The Students Are Watching
Schools and the Moral Contract
Schools exist to change people, argue husband and wife Theodore and Nancy Sizer in The Students Are Watching: Schools and the Moral Contract, their first coauthored book. They maintain that if we intend for children to learn and grow while they attend school, then change is inevitable. Drawing on their school experiences as teachers and administrators and on observations culled from countless visits to schools across the United States, the Sizers illustrate the ways that schools formally and informally teach the lessons that change students. In contrast to other books concerned with moral education, The Students Are Watching does not espouse a particular curriculum or pedagogy. Instead, it aims to promote thoughtfulness on the part of school people.
The Sizers structure this volume according to a series of verbs. After arguing that the nouns schools regularly use to set out their moral education goals — respect, integrity, and the like — are too large to be properly approached, they proffer several verbs that describe the practices, some real and some desired, of U.S. secondary schools. These verbs — modeling, grappling, bluffing, shoving, sorting, and fearing — are also the chapter titles and are intended to show how the design of schools can hinder or promote moral growth. Unlike other books about morality and youth, The Students Are Watching does not lambaste schools, teachers, and/or students for so-called immoral acts, but instead illustrates, through a series of vivid anecdotes, how the traditional structure of secondary schools, despite the best intentions of educators, can make real growth, learning, and change difficult for students. For example, the Sizers demonstrate compellingly that the huge teaching loads carried by most teachers in most schools mean they cannot know their students well. Structural changes that allow close relationships between teachers and students, the Sizers argue, would benefit the intellectual and moral growth of students. “Nothing is more important than that each student is known well and that the people who know each student have the authority and flexibility to act on that knowledge” (p. 110). One particular example, that of Dick Tomasino in the “Fearing” chapter, exemplifies this point clearly. Worried that his students are not keeping up with their reading, Dick threatens the class with a test of the book’s content. This threat propels some students to action, while it effectively paralyzes others. Dick’s huge teaching load makes it impossible for him to know which students are propelled by fear and which are shut down, and he therefore cannot know how best to motivate students or how to help them contend with imposed external pressures.
In addition to demonstrating how a school’s structure and practice can hinder student learning, the Sizers make clear other powerful lessons students learn from the structures of their schools and from the practices and actions of their teachers.

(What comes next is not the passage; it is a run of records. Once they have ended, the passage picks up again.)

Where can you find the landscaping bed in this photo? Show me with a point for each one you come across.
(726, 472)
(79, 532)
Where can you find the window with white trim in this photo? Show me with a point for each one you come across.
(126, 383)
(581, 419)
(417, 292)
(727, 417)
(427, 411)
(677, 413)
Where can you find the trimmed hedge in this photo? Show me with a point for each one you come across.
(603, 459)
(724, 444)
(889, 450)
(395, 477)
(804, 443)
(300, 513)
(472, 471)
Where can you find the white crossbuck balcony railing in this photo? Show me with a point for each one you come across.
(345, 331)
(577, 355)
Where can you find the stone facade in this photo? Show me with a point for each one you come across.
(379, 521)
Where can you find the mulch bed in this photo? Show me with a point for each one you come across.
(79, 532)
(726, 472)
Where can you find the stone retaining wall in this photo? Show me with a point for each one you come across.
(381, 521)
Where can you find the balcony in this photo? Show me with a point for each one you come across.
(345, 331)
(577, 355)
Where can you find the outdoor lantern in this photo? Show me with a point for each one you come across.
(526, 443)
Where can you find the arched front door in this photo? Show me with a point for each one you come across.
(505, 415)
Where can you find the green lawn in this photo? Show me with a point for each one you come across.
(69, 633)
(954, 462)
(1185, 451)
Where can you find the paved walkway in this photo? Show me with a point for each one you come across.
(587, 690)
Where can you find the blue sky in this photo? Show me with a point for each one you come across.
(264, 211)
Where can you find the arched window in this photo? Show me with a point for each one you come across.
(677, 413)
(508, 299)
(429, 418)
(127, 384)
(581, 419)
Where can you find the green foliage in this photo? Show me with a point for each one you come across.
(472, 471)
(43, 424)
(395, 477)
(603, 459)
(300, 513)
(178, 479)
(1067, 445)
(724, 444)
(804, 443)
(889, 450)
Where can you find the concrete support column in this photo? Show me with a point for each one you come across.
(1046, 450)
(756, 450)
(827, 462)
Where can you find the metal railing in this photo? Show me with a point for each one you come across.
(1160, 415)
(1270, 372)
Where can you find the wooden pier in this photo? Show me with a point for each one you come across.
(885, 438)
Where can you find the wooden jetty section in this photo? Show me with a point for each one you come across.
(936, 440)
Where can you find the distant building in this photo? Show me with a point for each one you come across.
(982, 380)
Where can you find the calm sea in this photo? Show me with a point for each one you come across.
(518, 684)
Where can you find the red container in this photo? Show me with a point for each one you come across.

For instance, what is the lesson when students are taught to call the custodian by his first name and the teachers by their last names? Or, what do students learn when their teacher, due to the overwhelming nature of her job, is forced to limit her preparation for class?
The structure of U.S. high schools is not regularly submitted to scrutiny. Instead, we take for granted the eight-period day, the traditional disciplines, the unnamed lunch lady. Many of the practices, and indeed the lack of scrutiny itself, offer students powerful lessons — some good, but many bad. A closer study of the habits of schooling might well benefit our students. The Sizers successfully show their readers that moral education is not a separate curriculum, but is instead deeply embedded in the life of a school.